La puerta volvió a abrirse tras un toquecito.
– Los condes de Merton, excelencia -anunció el mayordomo.
La apariencia del conde delataba que había realizado un largo viaje. Aunque su ropa no estuviera arrugada y se hubiera afeitado, se le notaba el cansancio en los ojos y Hannah tuvo la impresión de que se había detenido en Merton House lo justo para ver a su esposa. Cassandra, por su parte, sonreía de oreja a oreja.
– Todo ha salido bien -dijo al tiempo que se apresuraba a acercarse a ella para abrazarla-. Todo ha salido bien, Hannah.
Hannah se dejó abrazar y se apoyó en la condesa, aliviada.
– Excelencia, supongo que ya lo sabía -dijo el conde-. Debió de ser usted quien convenció al rey para que interviniera. Aunque imagino que estará ansiosa por saber que el perdón real llegó a tiempo. Tres días antes del plazo final, de hecho.
«¿Solo tres días?», se preguntó ella.
– Fue un perdón completo -añadió-. Jess Barnes es un hombre libre. Cuando me marché, le prometí a Con que se lo haría saber nada más llegar a Londres. Además, me tomé la libertad de volver en su carruaje, excelencia. Con volverá con Elliott más tarde.
– ¿Con el duque de Moreland? -Hannah enarcó las cejas-. ¿Los dos juntos en el mismo carruaje?
El conde de Merton sonrió.
– Ni siquiera creo que lleguen a los puños -comentó-. Ni que viajen sin dirigirse la palabra.
– ¿Han solucionado su absurda rencilla? -quiso saber.
– Pues sí -respondió el conde-. Por primera vez desde que los conozco he podido verlos tal como debieron de ser durante gran parte de sus vidas. No paran de hablar y de bromear. E incluso de discutir. Por si necesita algún argumento para convencerse, le diré que Con eligió el hombro de Elliott para llorar después de leer el perdón real y eso que el mío estaba tan cerca e igual de disponible.
– ¡Oh! -Hannah unió las manos y se llevó las puntas de los dedos a los labios.
Después de cerrar los ojos se imaginó a Constantine llorando. ¡Qué avergonzado debió de sentirse! ¡Y qué furioso se pondría si supiera que su primo se lo estaba contando!
Los hombres tenían unas posturas muy ridículas en esas cuestiones.
Qué raro era que alguien pudiera juzgar tan mal a otra persona.

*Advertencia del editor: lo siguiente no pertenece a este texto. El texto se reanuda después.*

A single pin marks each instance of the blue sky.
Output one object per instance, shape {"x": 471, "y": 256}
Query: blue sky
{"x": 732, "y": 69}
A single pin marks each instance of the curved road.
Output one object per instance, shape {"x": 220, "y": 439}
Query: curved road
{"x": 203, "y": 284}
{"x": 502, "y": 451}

En su fuero interno siempre lo había llamado «demonio». Por esa apariencia sombría y peligrosa que justificaba el apelativo. Y en realidad era justo lo contrario. Era todo luz, amor y compasión. Bueno, y tal vez un poco de sombra y de peligro. De hecho, era una confusa mezcla de cualidades humanas. Como la mayoría de la gente.
¡Le quería tanto que casi le dolía! Qué tonta era.

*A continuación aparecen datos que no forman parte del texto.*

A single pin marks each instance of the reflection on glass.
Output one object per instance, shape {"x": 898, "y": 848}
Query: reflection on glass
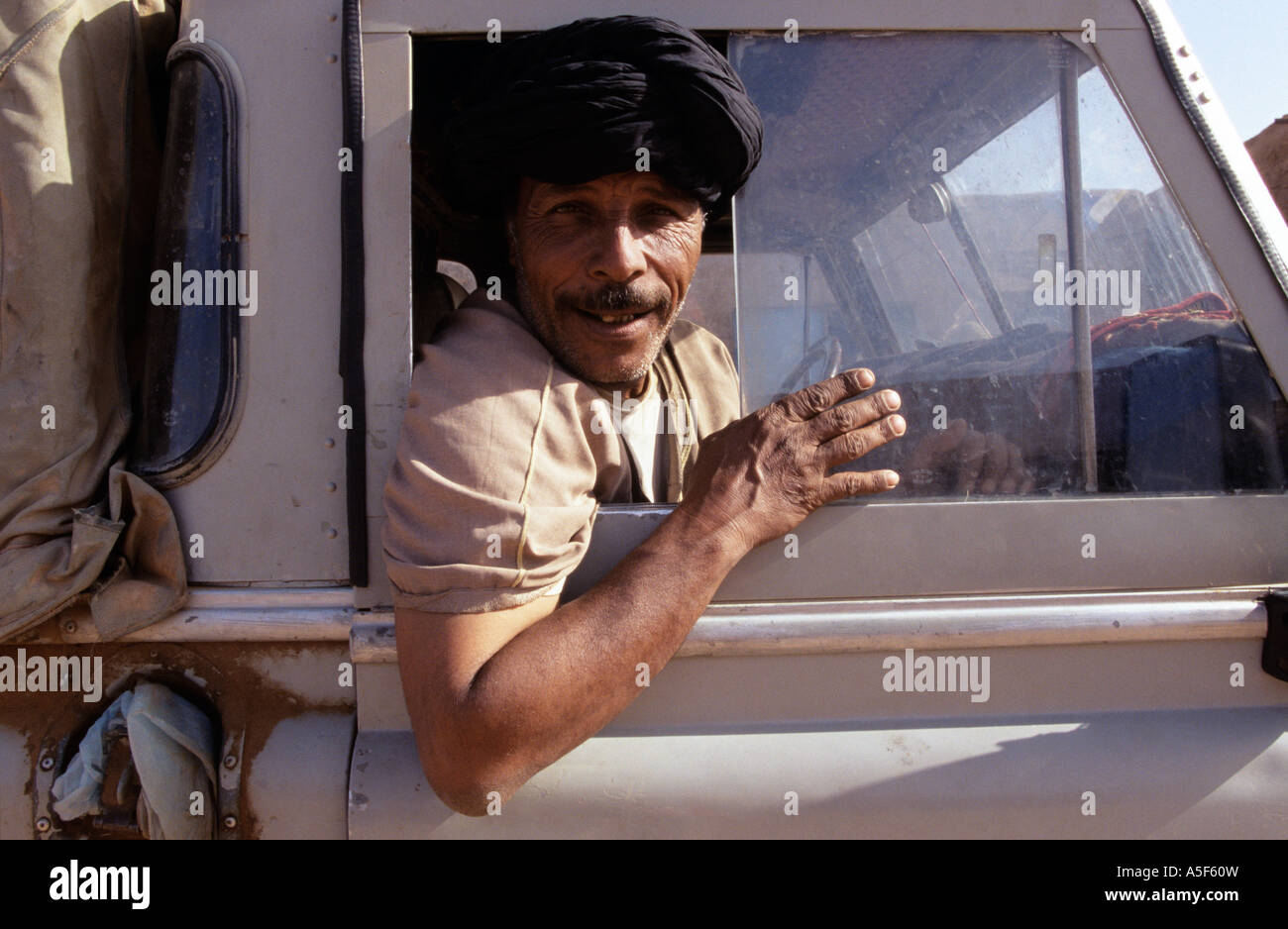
{"x": 911, "y": 215}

Unos pensamientos muy inadecuados para el momento en cuestión. Levantó la cabeza, sonrió y se volvió para realizar las presentaciones entre el reverendo Newcombe y los condes.
El reverendo y Barbara estaban de pie. Su amiga tenía los ojos brillantes por las lágrimas, aunque no estaba llorando, cuando se acercó para abrazarla.
– Sabía que el rey no lo olvidaría -dijo Barbara.